Même si nous faisons preuve de la plus grande fermeté, le Royaume-Uni restera un voisin, un allié et l'un de nos meilleurs partenaires de sécurité face aux grandes crises et au multilatéralisme international. Nous fêterons, début novembre, les dix ans de Lancaster House. Un sommet bilatéral avec le Royaume-Uni semble s'imposer début 2021, afin d'approfondir les coopérations bilatérales en matière de défense. L'axe bilatéral ne doit pas être le seul canal. Un cadre européen est également nécessaire.

L'Initiative européenne d'intervention (IEI) faisait partie des projets phares du discours de la Sorbonne du Président de la République. Elle réussit à planifier les activités stratégiques. Nous partageons assez spontanément cette culture avec le Royaume-Uni, qui est membre de l'IEI. Nous avons été très fermes, le Royaume-Uni étant un pays tiers, tout en créant des forum de discussion, pas uniquement bilatéraux.

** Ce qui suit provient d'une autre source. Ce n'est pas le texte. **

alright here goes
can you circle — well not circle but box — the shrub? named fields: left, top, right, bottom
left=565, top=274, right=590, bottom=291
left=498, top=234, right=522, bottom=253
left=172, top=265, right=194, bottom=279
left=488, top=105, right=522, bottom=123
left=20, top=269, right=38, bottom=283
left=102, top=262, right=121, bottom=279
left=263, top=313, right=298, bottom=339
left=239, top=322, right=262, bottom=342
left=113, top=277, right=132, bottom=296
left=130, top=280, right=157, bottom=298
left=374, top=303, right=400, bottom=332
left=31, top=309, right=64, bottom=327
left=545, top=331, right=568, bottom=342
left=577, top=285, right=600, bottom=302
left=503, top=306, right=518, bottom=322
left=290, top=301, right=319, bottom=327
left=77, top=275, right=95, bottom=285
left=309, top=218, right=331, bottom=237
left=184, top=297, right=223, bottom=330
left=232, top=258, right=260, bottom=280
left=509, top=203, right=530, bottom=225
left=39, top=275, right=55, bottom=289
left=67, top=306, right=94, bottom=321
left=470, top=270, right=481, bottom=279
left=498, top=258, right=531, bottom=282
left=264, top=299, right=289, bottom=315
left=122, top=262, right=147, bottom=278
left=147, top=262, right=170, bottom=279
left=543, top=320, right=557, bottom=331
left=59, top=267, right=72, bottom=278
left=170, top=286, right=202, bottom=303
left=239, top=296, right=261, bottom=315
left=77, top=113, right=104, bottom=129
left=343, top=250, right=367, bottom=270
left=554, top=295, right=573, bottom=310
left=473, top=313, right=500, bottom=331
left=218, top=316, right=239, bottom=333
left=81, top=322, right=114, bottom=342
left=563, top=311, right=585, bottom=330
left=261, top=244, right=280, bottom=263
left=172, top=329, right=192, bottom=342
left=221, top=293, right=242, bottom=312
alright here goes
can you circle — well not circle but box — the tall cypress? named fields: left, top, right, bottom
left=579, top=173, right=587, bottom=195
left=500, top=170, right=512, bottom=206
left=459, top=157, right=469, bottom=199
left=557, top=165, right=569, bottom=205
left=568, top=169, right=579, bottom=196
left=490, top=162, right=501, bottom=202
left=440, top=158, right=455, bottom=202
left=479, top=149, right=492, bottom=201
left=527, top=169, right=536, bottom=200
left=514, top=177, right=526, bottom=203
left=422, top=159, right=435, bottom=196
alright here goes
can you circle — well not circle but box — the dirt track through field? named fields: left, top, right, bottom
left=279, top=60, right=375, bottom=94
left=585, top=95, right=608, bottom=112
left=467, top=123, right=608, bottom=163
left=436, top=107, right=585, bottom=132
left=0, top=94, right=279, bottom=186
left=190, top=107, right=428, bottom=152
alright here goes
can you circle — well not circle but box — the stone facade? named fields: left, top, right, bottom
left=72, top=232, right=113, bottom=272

D'autres formats que l'IEI pourraient être imaginés. Le Président avait proposé, en mars 2019, un Conseil de sécurité européen, qui serait un lieu, non de décision, mais de concertation intégrant le Royaume-Uni. À ce jour, le Royaume-Uni n'a pas souhaité aborder les questions de sécurité et de défense dans la négociation de l'accord.

Par ailleurs, pour tenir compte du Brexit et du nouvel environnement stratégique, le Président de la République a fait le choix, avec la chancelière allemande Madame Merkel en 2017, de lancer des coopérations industrielles de défense avec l'Allemagne pour fabriquer les chars et les avions du futur. Nous savions que cette coopération serait très compliquée à mettre en œuvre, car elle renvoie à des cultures stratégiques et des habitudes industrielles différentes, mais nous surmontons les blocages qui se présentent grâce au travail quasi quotidien de Madame Parly et nous réussirons.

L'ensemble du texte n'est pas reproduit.